Он расстегнул ремни рюкзака Тавернье, вытащил рюкзак из-под тела журналиста и несколькими движениями опытного массажиста придал телу своего спутника, не подававшего признаков жизни, удобное положение, позволявшее расслабить мускулы. Сняв куртку, он подложил ее под голову Тавернье и занялся его рюкзаком.
– Ну так и знал! – негромко воскликнул он. – Жаль, там некогда было проверять. Тащит с собой столько лишнего – можно подумать, что хороший ходок. И размещена поклажа черт знает как. Его же все время влево должно заносить! Интересно, зачем ему эти консервы?.. А эта бумага?..
Тавернье лежал неподвижно, и лишь по трепетанию его век можно было догадаться, что он слышит бормотание своего спутника. Рядом с его рюкзаком росла горка вещей, которые Корсаков намеревался выбросить. Капрал Роа, следивший за действиями своего командира, поднялся и почтительной походкой направился к Корсакову.
– Вы собираетесь все это оставить, командан-те? – осведомился он. – Лучше отдайте мне и моим людям.
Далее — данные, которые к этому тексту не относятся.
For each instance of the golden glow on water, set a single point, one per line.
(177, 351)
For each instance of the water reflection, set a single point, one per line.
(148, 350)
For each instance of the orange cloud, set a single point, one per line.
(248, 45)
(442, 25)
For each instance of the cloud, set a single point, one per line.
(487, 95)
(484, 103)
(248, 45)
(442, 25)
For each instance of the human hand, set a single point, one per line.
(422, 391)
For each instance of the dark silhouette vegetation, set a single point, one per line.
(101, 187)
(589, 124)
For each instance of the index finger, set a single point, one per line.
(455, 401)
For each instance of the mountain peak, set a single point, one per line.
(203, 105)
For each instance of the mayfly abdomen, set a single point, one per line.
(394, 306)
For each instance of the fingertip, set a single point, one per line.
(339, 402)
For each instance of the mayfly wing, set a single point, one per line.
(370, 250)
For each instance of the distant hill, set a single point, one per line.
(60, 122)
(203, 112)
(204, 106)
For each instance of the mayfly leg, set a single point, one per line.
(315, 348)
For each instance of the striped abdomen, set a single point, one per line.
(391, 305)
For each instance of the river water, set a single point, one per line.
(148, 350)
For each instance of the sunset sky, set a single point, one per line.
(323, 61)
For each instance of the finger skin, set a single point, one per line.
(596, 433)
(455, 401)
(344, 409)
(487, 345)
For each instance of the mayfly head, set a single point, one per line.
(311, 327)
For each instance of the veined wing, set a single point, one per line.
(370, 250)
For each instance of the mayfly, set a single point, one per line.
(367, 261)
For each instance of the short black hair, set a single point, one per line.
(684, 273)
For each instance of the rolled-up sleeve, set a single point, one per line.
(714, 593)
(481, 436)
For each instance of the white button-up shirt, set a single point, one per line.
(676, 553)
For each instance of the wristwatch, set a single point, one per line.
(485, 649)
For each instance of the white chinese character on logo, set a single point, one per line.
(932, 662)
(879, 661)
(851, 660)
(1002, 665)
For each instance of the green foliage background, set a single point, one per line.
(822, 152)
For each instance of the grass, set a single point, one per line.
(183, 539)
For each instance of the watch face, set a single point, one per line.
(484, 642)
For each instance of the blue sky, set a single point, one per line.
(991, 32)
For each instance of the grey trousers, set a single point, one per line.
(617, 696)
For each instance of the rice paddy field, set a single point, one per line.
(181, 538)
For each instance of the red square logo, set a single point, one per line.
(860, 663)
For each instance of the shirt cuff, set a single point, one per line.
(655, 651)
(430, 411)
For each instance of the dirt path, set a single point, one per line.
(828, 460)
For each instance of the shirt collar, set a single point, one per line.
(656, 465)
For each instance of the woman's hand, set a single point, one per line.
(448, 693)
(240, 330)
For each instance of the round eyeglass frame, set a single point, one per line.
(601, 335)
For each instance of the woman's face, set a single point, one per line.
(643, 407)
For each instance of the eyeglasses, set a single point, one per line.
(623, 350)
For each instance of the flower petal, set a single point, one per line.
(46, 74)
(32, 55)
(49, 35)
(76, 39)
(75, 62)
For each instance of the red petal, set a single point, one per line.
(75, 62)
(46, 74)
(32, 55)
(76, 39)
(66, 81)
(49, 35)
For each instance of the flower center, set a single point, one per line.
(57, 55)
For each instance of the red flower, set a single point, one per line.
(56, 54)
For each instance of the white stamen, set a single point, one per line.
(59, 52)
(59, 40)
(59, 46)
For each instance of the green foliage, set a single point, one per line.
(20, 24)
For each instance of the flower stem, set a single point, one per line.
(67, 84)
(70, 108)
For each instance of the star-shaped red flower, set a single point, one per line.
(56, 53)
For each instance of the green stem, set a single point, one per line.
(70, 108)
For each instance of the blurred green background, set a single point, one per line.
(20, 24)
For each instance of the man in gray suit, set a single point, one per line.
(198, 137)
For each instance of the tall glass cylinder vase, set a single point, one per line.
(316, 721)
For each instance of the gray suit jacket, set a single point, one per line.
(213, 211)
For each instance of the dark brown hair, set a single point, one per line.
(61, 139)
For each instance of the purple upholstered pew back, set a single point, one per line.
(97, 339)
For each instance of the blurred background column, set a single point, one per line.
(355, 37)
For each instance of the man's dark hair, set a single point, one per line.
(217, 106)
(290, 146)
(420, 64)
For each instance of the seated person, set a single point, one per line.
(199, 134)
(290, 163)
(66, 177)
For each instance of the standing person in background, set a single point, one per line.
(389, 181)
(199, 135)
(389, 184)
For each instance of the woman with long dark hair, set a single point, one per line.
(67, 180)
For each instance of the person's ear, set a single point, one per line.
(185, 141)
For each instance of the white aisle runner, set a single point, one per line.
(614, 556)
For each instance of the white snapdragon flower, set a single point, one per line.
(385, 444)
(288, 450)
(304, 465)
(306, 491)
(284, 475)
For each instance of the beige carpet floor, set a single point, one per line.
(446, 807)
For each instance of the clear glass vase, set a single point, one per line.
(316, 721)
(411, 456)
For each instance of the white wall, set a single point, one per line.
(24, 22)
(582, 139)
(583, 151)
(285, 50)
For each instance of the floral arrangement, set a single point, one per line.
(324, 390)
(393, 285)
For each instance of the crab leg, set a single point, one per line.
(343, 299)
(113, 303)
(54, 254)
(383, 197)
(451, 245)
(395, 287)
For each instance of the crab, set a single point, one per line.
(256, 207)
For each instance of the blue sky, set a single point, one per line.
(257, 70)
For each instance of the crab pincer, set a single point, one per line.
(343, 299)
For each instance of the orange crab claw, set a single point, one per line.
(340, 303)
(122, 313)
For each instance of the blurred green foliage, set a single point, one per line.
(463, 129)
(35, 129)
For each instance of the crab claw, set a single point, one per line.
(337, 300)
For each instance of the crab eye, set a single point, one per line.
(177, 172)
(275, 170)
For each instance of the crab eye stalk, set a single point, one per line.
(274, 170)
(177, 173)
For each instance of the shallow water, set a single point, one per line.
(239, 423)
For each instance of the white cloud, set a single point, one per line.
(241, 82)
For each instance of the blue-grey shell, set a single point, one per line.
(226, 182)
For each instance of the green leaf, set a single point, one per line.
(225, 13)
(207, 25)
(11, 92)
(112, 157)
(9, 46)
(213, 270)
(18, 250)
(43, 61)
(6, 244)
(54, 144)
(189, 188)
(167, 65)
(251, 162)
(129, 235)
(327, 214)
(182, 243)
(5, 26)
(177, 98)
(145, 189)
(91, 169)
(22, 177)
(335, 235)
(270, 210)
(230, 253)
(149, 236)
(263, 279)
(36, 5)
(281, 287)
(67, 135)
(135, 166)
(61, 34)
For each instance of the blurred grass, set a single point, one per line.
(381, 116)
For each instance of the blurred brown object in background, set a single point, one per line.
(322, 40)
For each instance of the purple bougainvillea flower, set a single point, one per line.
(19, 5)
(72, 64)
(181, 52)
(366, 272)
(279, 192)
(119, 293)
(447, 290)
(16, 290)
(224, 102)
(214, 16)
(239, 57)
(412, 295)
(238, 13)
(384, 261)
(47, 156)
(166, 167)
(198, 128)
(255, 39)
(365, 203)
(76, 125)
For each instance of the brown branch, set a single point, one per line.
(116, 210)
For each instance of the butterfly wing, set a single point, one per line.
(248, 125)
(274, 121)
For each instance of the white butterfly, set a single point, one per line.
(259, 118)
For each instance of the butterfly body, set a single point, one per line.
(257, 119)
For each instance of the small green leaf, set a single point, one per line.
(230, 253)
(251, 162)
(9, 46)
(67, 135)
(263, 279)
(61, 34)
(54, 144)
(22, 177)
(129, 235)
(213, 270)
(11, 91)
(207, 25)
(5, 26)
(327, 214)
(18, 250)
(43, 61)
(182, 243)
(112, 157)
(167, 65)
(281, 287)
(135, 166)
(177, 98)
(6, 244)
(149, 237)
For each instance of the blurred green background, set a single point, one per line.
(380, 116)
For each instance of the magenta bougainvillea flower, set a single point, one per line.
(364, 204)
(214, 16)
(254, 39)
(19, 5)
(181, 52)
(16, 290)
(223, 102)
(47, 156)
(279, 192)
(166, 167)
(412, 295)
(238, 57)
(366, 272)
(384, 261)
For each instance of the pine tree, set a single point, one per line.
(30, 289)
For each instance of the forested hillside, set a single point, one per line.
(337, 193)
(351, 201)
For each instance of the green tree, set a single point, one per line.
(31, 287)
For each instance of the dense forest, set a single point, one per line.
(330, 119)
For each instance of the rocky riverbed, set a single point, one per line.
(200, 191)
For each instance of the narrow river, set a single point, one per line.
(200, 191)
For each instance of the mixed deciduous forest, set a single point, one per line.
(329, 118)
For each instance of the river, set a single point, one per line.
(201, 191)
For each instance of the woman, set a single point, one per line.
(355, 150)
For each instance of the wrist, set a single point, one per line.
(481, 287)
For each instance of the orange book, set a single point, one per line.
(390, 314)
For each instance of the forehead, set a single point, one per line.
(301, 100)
Вы же сами знаете, как бедно мы живем.
Нам и консервы пригодятся, и бумага – ведь детям в школе не на чем писать...
Корсаков, не прекращая своего занятия, взглянул на капрала исподлобья.
– А донесете? – скептически спросил он. – Имейте в виду: оружие бросать нельзя, оно мне нужнее, чем всякое барахло.
– Конечно, донесем, команданте! – воскликнул капрал. – Умрем, но донесем, ведь это целое богатство!..
– Тогда заберете это все, когда будем сниматься со стоянки. И вот еще что, капрал: разберите точно так же вещи другого француза, но смотрите не отнимайте у него ничего лишнего.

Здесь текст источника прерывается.